A different sort of news story is the one about the privately-funded Breakthrough Listen project that is looking for signs of extraterrestrial technology signals in radio surveys of the sky. The $100 million ten-year Breakthrough Listen project has bought up about 20 to 25 percent of the time on the two largest steerable radio telescopes in the world, the 100-meter Greenbank Telescope in West Virginia and the 64-meter Parkes radio in New South Wales, Australia. The project also taps into the data stream from other radio astronomy studies to sift through the terabytes of data looking for possible signals from extraterrestrial intelligent civilizations. The project is also looking at the nearby stars with exoplanets in the habitable zones of their stars found by the TESS mission for signs of brief nanosecond optical lasers pulses directed towards us. Those pulses could emit more light than the star the ET orbits in the brief time of the pulse.
There is some grumbling in the astronomy research community that the millions of dollars of private money should be directed toward more sure-fire efforts of looking for basic biosignatures on exoplanets. Many astronomers are putting their hopes in either a giant 15-meter space telescope called the Large UV Optical Infrared Surveyor (LUVOIR) or a smaller space mission called Habitable Exoplanet Observatory (HabEx) that uses one spacecraft with a four-meter mirror and another spacecraft with a starshade the size of a football field that will block the light from stars to reveal the super-faint Earth-sized exoplanets orbiting near the bright stars. If approved, such space observatories wouldn’t be launched for another decade at least. The billionaire philanthropists funding the search for extraterrestrial intelligence projects don’t want to wait that long (e.g., Yuri Milner for Breakthrough Listen and Franklin Antonio for PANOSETI, another optical laser search project). They’re willing to spend their spare millions lying around on the higher risk but higher reward projects. I hope we do eventually find another civilization we can communicate with.

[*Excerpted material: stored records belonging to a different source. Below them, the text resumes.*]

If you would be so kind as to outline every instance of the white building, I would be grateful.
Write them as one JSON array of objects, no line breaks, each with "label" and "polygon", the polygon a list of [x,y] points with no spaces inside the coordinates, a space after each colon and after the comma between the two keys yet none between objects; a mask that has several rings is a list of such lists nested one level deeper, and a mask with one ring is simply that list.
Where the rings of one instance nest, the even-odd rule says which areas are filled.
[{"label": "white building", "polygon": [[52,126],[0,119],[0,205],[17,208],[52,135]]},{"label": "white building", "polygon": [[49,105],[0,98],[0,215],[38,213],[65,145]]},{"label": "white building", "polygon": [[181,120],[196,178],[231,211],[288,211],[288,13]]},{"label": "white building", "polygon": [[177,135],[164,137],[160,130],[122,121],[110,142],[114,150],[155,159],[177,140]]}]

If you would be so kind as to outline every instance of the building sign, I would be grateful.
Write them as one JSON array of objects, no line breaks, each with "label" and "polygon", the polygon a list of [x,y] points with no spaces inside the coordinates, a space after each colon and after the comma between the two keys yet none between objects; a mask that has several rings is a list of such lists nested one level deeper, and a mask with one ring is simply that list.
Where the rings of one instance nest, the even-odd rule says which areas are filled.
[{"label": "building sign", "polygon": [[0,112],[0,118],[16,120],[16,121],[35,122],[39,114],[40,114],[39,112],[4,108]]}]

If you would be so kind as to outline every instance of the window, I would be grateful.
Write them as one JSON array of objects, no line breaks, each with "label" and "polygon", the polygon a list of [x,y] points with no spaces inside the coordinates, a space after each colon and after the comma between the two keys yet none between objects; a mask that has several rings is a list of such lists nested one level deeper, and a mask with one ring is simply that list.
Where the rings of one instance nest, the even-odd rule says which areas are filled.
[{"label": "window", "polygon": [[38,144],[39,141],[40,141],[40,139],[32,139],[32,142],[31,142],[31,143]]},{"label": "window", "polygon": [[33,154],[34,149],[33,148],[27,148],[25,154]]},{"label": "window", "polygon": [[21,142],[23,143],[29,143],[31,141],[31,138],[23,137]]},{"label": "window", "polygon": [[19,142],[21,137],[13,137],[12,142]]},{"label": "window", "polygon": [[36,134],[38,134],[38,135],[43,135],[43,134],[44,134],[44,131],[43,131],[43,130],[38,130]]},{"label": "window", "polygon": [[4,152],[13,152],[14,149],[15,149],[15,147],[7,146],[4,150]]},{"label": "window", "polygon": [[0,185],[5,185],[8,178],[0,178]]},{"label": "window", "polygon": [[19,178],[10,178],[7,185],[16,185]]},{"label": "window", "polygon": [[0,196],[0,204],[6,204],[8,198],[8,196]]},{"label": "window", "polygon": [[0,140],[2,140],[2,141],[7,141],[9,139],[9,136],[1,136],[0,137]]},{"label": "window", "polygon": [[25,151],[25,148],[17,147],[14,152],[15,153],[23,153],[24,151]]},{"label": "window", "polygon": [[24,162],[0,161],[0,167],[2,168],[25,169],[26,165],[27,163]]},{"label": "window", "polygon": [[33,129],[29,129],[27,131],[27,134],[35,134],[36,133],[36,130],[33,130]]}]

Speaking of biosignatures: last week the surprising discovery of large quantities phosphine in Venus’ atmosphere was published. One of the ways to make as much phosphine as we see is microbial life living in the clouds where the temperatures and pressures are much nicer than the surface (though still pretty nasty). Another way is some sort of geologic process that we still need to figure out. Guess how we’re going to figure it out…more observations, including up-close in-situ probes and a lot of critical study by other research groups! One of the co-authors of the study (Clara Sousa-Silva) welcomed the scrutiny of the peer review process of science that makes the scientific method such a powerful technique: “My science tells me the detection is true, but it's pretty wild. I hope that everyone will get their models running and try and find alternatives that explain this. I have reached the limits of my knowledge and welcome the rest of the scientific community to join in the fun.”
Stay healthy, wear a mask and keep six feet between you and others in crowds to prevent passing on COVID19 to others. Only you can prevent infections.